Un peu de sagesse dans ce monde technologique !
« Science sans conscience n’est que ruine de l’âme » écrivait Rabelais dans son Pantagruel. Le spectacle de Guillaume Loublier vaut assurément le détour. Le comédien a la technologie à coeur, le sens au cœur et les talents d’un hacker, au sens où les coachs anglo-saxons l’entendent. Ils parlent de hacking des émotions pour les stratégies mises en place pour les détourner et ici, c’est d’intelligence artificielle qu’il s’agit.
L’auteur et interprète de ce one-man-show aux multiples visages, l’excellent Guillaume Loublier, sert au public des personnages aussi divers qu’un transhumaniste vénal, un scientifique amoureux de l’humanité mais aussi des figures attachantes par leurs émotions et leurs recoins retors. Il est convaincant dans son interprétation du fou policé Pierre, aux codes à s’y méprendre semblables à ceux de puissants, que l’on croise sur nos écrans. Ce personnage, s’il souhaite d’un côté la fin des émotions, joue de l’autre sur celles de son public.
Le sage et volubile Jacques nous met quant à lui en garde de tomber dans la “Google du loup”. Une mention spéciale à la charmante Laura Charpentier, qui nous a accueilli.e.s à l’entrée du théâtre, offre sa si jolie voix à Simone, le robot créé par Jacques. Le spectacle lui doit également sa mise en scène et ses décors intelligents.
Guillaume nous partage l’énergie incroyable de son personnage Balthazar qui nous offre sans répit une succession de sketches savoureux.

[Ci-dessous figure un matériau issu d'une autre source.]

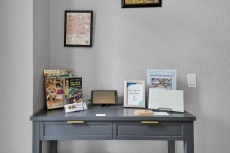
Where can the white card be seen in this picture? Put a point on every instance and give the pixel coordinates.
(160, 113)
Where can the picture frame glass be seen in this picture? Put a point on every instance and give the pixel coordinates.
(134, 94)
(78, 28)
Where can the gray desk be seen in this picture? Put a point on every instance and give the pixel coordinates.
(118, 124)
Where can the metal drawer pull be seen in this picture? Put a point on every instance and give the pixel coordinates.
(149, 122)
(75, 122)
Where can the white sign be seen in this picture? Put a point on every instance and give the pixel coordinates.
(166, 99)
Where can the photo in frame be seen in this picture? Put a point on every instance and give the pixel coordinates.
(140, 3)
(78, 28)
(134, 93)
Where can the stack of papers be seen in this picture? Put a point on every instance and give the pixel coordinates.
(143, 112)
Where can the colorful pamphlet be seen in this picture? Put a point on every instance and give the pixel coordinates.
(54, 87)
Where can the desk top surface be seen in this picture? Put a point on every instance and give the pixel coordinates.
(112, 113)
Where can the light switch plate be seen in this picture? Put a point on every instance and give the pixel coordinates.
(191, 79)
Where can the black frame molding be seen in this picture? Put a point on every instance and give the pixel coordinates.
(124, 5)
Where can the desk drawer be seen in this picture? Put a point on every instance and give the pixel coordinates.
(77, 130)
(152, 131)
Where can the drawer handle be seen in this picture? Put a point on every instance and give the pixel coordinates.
(149, 122)
(75, 122)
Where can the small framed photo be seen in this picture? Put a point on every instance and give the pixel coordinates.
(140, 3)
(134, 93)
(78, 28)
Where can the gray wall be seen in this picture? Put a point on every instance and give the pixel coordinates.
(41, 56)
(190, 36)
(16, 78)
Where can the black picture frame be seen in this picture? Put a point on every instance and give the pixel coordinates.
(78, 28)
(140, 3)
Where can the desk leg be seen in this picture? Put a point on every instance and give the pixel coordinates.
(53, 146)
(37, 143)
(171, 146)
(189, 142)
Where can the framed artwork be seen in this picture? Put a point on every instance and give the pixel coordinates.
(140, 3)
(134, 93)
(78, 28)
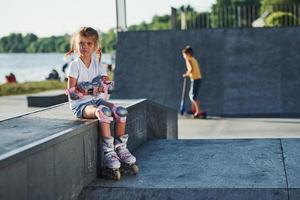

La touchante Gerda déclame une Lorelei, occasion pour le comédien d’interpréter sur scène avec brio l’alcool du désespoir.
Si, tout au long de son spectacle, Guillaume Loublier ouvre des petites portes qui poussent à la réflexion sur humanité, le comédien, qui a assurément l’art de la formule, aime organiser des débats avec son public. Il aime jouer avec le paradoxe, d’un impossible « calme plat sur une terre ronde ». L’humanité résistera-t-elle aux sirènes du transhumanisme ? Un paradoxe de taille est soulevé par les algorithmes, qui montrent que non seulement les machines sont prévisibles mais aussi la personne humaine, qui finalement n’a pas évolué en son for intérieur depuis des millénaires, contrairement à la technologie qui la dépasse de manière exponentielle.
Tout ce à quoi l’on résiste, persiste.
La seule chose qui est sûre, c’est que la mort c’est pour la vie.
Ce dont on a le plus besoin, on n’a pas envie de l’entendre.
Voici quelques aphorismes savoureux, glanés au long d’une pièce qui est une expérience à savourer.
À Avignon du 7 au 28 juillet à l’Espace Alya à 16h35 (relâche les mardi)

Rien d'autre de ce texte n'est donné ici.